I know it's a sad say when I have to argue for the idea that people needlessly dying horrible ways despite our having the resources to prevent it is a bad thing. The very nature of this suffering and how horrible is reason enough to prevent it, even if it means the sacrificing of a few luxuries so that others may not have to die.

I will repeat a section of Dr. King's speech:

Quote:
The marvelous new militancy which has engulfed the Negro community must not lead us to a distrust of all white people, for many of our white brothers, as evidenced by their presence here today, have come to realize that their destiny is tied up with our destiny. And they have come to realize that their freedom is inextricably bound to our freedom.
We must realize that our destiny is tied up with the destiny of our world. We have begun to modernize our energy, we have realized our effect on the environment, but what about truly realizing our effect and possible affect on each other? Our freedom, our democracy, how bright and shining and beautiful these ideals may seem, they can never be as beautiful when they do not live up to their purposes as beacons. To be a beacon, something must exude light. It must be filled with a luminosity that spreads out onto the darker areas. We do not have to infect as we have done in the past to bring light. We can help end chronic malnutrition, diseases, and wars all around the world, as well as Africa.

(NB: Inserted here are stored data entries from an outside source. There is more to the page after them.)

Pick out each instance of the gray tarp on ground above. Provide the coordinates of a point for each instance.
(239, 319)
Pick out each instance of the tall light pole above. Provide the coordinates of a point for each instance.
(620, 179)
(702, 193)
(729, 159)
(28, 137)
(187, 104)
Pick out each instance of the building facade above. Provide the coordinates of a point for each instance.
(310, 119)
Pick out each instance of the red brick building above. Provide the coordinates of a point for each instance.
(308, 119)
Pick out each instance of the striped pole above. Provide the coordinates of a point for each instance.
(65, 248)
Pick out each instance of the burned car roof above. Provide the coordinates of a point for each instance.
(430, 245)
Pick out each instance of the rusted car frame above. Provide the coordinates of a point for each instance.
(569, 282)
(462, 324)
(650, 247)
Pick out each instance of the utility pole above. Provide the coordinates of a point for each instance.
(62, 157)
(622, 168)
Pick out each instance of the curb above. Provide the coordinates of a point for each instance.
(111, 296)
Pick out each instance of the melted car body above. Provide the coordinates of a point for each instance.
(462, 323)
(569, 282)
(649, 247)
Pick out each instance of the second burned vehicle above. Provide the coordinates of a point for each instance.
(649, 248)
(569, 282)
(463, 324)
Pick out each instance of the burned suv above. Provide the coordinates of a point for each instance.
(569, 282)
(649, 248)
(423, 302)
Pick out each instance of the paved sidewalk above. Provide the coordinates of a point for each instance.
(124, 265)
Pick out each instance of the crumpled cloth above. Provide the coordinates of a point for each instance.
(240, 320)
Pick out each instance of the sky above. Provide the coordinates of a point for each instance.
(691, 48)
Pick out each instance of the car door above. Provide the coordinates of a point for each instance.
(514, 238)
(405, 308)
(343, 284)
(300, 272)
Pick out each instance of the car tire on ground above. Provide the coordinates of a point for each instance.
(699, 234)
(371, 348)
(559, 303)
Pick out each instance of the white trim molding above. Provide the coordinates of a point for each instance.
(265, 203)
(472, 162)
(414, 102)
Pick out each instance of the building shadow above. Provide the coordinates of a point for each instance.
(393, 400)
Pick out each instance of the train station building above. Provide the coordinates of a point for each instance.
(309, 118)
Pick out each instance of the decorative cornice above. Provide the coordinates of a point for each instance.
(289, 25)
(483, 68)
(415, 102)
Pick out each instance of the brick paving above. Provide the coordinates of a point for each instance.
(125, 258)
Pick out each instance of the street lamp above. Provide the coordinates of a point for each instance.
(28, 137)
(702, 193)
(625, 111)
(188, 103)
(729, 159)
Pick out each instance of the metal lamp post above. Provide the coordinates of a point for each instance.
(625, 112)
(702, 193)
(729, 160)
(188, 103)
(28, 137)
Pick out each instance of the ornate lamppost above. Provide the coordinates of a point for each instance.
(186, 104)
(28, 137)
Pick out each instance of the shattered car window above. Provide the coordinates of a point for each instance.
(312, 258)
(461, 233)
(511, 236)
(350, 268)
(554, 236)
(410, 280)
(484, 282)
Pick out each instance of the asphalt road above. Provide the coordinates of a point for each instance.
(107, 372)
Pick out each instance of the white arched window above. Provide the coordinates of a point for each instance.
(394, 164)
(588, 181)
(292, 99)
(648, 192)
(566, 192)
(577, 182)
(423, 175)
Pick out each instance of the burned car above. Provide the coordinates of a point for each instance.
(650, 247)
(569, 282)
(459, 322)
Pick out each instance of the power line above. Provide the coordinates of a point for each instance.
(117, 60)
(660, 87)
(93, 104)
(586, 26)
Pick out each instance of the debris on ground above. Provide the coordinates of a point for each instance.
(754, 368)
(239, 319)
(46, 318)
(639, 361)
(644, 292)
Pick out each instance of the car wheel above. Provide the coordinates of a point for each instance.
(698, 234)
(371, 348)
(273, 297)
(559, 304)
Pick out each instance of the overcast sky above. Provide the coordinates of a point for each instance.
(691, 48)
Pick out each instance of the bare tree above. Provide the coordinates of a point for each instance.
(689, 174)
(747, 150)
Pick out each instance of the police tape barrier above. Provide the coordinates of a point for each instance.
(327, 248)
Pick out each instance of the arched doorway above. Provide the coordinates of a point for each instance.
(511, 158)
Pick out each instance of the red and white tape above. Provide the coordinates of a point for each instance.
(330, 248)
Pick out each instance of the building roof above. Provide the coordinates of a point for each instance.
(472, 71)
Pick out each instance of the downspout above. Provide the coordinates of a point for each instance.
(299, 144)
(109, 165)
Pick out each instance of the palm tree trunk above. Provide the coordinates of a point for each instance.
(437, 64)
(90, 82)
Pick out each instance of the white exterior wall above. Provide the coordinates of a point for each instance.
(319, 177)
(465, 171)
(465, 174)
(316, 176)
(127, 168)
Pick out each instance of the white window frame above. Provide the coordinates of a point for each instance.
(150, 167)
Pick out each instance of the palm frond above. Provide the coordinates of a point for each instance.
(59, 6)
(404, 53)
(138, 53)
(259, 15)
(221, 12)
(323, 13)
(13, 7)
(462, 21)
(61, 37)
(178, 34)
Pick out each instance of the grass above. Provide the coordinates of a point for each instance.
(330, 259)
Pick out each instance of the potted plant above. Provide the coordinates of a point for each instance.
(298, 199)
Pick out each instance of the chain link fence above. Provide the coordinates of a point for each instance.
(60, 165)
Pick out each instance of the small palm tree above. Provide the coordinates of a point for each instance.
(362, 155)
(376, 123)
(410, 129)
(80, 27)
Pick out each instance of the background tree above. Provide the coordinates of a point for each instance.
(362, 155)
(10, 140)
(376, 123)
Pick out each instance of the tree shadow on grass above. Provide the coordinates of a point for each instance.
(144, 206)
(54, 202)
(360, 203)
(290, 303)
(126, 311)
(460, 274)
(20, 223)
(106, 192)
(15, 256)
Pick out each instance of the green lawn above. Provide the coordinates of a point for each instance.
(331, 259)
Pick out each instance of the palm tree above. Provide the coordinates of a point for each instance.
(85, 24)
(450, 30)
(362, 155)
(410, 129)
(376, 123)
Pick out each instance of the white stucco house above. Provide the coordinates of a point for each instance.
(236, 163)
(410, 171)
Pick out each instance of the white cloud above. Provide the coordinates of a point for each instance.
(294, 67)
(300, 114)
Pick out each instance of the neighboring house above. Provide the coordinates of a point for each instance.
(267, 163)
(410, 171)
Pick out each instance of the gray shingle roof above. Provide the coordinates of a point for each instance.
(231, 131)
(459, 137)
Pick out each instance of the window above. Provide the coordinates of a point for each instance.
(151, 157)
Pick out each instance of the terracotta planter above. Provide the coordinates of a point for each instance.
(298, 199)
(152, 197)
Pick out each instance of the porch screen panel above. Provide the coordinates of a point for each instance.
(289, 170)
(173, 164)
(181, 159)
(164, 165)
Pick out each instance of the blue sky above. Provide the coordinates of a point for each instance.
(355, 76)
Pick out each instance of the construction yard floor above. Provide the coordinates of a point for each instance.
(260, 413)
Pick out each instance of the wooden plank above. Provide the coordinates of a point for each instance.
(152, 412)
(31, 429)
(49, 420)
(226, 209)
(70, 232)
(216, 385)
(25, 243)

We do not have to colonize to help. We do not have to push our culture onto their own. We can help them, as it inevitably will help us. What good is it to prosper and to know of wealth when the world around us becomes wretched and diseased and withers into dust? How bright and shining can our world be when surrounded with the stench of rotting corpses and haunted by the cries of starving children? Will we let innocents die until our own innocence is dead?